Supreme Court Refuses to Shut Courthouse Doors on the Poor

On February 22, 2012, the Supreme Court rejected an attempt to eliminate a critical legal tool for protecting the rights of low-income individuals, including many elderly poor. Douglas v Independent Living Center is a significant victory for court access for those low-income beneficiaries who rely on Medicaid coverage to obtain prescription medications, hospital care, and other medical services.

The case addresses whether people with limited income and resources can sue states that enact laws which conflict with federal Medicaid requirements in the same way that businesses sue states to challenge state consumer protection laws. NSCLC and others had argued that the only issue before the Supreme Court is whether the Supremacy Clause of the Constitution – commonly invoked by businesses challenging state environmental or consumer protection laws – applies to the claims of poor people, including low income older adults, who were unable to obtain medication from pharmacies due to the reimbursement rates being below cost.

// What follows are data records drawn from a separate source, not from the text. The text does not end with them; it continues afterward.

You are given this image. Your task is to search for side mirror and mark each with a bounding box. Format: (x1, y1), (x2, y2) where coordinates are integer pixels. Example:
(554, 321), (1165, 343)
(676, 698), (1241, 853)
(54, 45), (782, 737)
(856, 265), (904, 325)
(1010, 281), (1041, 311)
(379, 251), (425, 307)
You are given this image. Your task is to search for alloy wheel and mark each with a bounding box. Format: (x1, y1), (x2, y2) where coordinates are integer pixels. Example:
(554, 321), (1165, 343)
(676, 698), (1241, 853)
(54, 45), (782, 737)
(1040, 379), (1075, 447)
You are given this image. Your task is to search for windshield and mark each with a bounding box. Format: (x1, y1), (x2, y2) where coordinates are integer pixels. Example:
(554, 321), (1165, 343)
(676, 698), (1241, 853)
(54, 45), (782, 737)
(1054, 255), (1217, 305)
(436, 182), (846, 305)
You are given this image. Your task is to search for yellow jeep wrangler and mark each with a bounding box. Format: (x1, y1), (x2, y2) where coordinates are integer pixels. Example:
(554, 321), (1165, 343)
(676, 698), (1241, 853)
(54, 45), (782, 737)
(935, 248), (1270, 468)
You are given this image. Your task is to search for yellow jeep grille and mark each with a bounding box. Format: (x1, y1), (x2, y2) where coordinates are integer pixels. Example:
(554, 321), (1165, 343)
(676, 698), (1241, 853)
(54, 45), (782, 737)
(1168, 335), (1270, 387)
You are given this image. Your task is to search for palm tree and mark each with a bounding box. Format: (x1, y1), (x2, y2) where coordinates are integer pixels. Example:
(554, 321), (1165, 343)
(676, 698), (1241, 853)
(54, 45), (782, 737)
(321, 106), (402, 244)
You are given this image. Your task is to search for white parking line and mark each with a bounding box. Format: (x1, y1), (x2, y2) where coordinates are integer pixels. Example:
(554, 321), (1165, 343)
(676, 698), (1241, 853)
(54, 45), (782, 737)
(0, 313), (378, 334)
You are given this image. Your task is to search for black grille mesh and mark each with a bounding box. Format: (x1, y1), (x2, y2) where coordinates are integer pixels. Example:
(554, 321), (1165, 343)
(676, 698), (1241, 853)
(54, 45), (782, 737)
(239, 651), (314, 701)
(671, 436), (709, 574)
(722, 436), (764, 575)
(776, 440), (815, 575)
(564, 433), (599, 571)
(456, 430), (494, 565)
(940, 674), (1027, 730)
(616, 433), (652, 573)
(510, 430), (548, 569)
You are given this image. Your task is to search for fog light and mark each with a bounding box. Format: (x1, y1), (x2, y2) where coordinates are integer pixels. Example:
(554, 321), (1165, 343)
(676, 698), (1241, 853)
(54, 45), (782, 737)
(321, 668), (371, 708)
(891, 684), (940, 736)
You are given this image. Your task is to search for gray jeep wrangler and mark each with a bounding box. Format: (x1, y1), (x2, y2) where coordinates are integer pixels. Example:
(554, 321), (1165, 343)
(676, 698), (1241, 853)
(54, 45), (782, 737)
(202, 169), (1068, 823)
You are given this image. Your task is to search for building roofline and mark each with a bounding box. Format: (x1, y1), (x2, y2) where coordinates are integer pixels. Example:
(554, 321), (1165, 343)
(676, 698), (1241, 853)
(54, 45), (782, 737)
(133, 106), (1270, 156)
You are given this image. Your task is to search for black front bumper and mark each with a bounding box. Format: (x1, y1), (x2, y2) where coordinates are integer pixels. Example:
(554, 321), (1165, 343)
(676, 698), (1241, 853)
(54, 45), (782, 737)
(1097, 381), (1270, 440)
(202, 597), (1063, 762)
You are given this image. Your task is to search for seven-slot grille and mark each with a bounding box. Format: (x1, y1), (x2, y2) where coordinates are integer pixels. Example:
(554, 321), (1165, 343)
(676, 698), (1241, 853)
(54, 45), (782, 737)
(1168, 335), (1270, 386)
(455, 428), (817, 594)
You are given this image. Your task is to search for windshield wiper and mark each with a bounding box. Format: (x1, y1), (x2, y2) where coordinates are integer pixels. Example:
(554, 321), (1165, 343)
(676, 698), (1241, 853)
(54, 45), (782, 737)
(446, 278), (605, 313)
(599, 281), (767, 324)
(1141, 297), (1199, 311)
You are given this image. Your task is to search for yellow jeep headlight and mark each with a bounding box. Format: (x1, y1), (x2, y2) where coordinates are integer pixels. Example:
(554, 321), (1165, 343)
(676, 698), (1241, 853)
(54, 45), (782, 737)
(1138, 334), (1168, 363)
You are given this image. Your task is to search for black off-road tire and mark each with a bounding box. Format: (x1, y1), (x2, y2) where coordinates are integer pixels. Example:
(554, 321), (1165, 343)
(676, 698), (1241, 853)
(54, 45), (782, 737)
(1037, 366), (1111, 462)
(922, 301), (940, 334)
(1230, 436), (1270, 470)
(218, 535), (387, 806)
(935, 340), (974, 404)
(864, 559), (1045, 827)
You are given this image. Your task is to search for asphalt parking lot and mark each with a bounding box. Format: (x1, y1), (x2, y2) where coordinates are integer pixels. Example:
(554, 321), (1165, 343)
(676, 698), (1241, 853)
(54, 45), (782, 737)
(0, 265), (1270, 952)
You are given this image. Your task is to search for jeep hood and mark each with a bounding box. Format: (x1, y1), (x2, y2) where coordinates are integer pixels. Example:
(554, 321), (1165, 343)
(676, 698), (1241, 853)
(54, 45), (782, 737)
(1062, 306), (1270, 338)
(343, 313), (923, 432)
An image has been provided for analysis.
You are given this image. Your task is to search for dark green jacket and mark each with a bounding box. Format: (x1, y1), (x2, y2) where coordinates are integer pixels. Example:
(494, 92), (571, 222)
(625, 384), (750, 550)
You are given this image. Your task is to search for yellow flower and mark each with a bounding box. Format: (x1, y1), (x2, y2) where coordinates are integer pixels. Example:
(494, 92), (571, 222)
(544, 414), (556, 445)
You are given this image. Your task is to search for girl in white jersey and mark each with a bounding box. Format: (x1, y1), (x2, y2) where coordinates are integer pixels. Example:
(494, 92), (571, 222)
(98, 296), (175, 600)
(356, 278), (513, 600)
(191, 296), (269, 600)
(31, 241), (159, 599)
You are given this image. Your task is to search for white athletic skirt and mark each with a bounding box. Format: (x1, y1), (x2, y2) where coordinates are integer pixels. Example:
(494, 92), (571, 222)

In a 5:4 decision, written by Justice Breyer, and joined by Justices Kennedy, Ginsburg, Sotomayor and Kagan, the majority refused to throw the case out of court. The majority instead sent the case back to the Court of Appeals for futher consideration of the impact of the federal government’s recent approval of some of the cuts proposed by the State of California to its Medi-Cal program.

Chief Justice Roberts, joined by Justices Scalia, Thomas and Alito, dissented and would have dismissed the action. The dissent argues that the Supremacy Clause does not permit court access to enforce the Medicaid statute, even though past Court decisions have allowed businesses to do so.

Directing Attorney Rochelle Bobroff provided extensive comments on the merits brief, participated in a meeting to select Supreme Court counsel, and mooted Supreme Court counsel for the oral argument. She also authored blogs for the American Constitutional Society on the case and was quoted in both the New Republic and Politico Pro after the oral arguments were heard.